Conclusion: CPU is the current bottleneck (mostly Ghoul2 bone transforms)


Entity model instancing path

tags[beta]

Current state

  • Entites are interated and surfaces are added using addDrawSurf.
  • Drawsurfs are processed later, including world surfaces and follow the stage iterator path generating GPU drawcalls.

The idea

  • Route MD3 and Ghoul2 entitiy models through a new instancing path during the per-view constants iteration, where entity data (light, matrix, bone info) are collected into uniforms, which are now SSBOs.
  • Groups are formed based on entity/model variations such as VBO, shader, fog index, and surface type + some more variations. These are further divided into subgroups based on firstIndex and indexCount to support indirect drawing.
  • When entities share similar model/shader configurations, an instance is added to the appropriate subgroup.
  • Each instance contains a MVP matrix and uniform (now SSBO), indices for the entity, draw, and bone info.
  • Per view, a single addDrawSurf call is issued.
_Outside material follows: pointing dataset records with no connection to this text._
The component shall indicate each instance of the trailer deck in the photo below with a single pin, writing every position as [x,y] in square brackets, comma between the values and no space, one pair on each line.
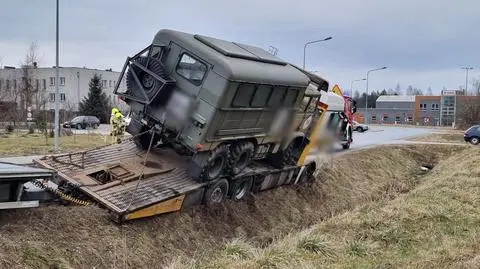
[112,176]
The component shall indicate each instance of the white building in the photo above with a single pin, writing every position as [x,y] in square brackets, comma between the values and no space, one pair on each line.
[73,85]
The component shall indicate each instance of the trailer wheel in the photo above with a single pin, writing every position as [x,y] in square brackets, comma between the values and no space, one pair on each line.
[216,193]
[240,188]
[148,82]
[240,157]
[216,163]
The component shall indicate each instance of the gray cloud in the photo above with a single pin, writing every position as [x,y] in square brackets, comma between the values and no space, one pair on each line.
[423,42]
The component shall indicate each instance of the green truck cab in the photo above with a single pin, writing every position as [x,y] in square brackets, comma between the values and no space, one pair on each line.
[222,103]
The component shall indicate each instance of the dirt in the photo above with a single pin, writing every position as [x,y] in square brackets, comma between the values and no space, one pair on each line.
[84,237]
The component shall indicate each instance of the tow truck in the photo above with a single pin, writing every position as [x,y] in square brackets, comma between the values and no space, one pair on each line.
[133,183]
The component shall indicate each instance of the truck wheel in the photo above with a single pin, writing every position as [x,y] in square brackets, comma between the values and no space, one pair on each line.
[240,188]
[240,157]
[149,83]
[216,193]
[216,163]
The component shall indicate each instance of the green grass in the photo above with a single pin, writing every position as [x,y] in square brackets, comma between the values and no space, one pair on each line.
[36,144]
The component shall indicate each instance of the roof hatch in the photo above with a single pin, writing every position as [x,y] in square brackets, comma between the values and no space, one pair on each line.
[237,50]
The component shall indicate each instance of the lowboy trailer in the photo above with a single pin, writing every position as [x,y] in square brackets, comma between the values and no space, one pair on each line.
[134,183]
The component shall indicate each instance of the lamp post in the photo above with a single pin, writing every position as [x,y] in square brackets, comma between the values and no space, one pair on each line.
[311,42]
[466,79]
[57,93]
[366,95]
[351,86]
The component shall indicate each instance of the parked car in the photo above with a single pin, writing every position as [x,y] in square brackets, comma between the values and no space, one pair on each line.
[82,122]
[359,127]
[472,135]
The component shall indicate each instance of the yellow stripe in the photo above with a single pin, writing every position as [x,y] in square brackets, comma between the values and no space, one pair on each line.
[171,205]
[312,137]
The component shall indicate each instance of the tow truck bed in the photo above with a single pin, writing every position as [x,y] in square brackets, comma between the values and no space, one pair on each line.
[110,175]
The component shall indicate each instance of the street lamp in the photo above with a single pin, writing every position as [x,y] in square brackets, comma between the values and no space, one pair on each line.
[366,95]
[57,91]
[466,79]
[311,42]
[351,86]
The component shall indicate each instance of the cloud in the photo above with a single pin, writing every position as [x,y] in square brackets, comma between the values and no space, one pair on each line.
[423,43]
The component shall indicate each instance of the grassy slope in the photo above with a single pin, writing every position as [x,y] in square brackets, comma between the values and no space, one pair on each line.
[437,225]
[35,144]
[83,237]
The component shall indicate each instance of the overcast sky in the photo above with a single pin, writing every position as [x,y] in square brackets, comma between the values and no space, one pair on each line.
[423,42]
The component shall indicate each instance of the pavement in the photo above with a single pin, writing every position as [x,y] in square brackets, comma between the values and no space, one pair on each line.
[376,135]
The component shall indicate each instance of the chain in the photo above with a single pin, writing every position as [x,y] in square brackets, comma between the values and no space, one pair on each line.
[62,195]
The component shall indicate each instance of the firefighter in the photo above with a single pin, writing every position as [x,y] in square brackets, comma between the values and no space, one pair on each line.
[118,128]
[112,118]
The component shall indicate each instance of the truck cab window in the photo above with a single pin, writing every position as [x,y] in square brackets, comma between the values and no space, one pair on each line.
[191,69]
[243,95]
[261,96]
[290,97]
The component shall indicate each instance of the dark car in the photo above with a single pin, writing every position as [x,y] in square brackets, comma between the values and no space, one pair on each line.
[82,122]
[472,135]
Applying shader sorting, then iteratates over the groups/sub-groups and uploads instance data to a dynamic instance VBO and issues draw calls — either a single indexed draw, or an indirect draw when multiple subgroups are present.

Pros:

  • Reduces draw calls for shared models (e.g., trees, enemies)
  • Slight FPS boost in cases with many identical entities

Cons:

  • Adds CPU overhead for scenes with many unique models
  • Performance regression in dynamic scenes with diverse models
  • Potential for sorting issues (even though sorting by shader is preserved)
  • Introduces complexity — old path uses uniforms; new path uses SSBOs

Conclusion:

  • I like that all model data is now generated at the start of the view, separating model logic from other surfaces — helpful for future ideas.
  • ✅ ~100 FPS gain on test scenes with 100 identical Kyle models.
  • ❌ ~250 FPS loss on complex, dynamic multiplayer scenes.

As an experiment, I’m pleased with the result. For real-world use, a prepass could determine which entities benefit from instancing, while others fall back to the classic path.

However, maintaining both code paths adds complexity.

Overall, an interesting and promising experiment.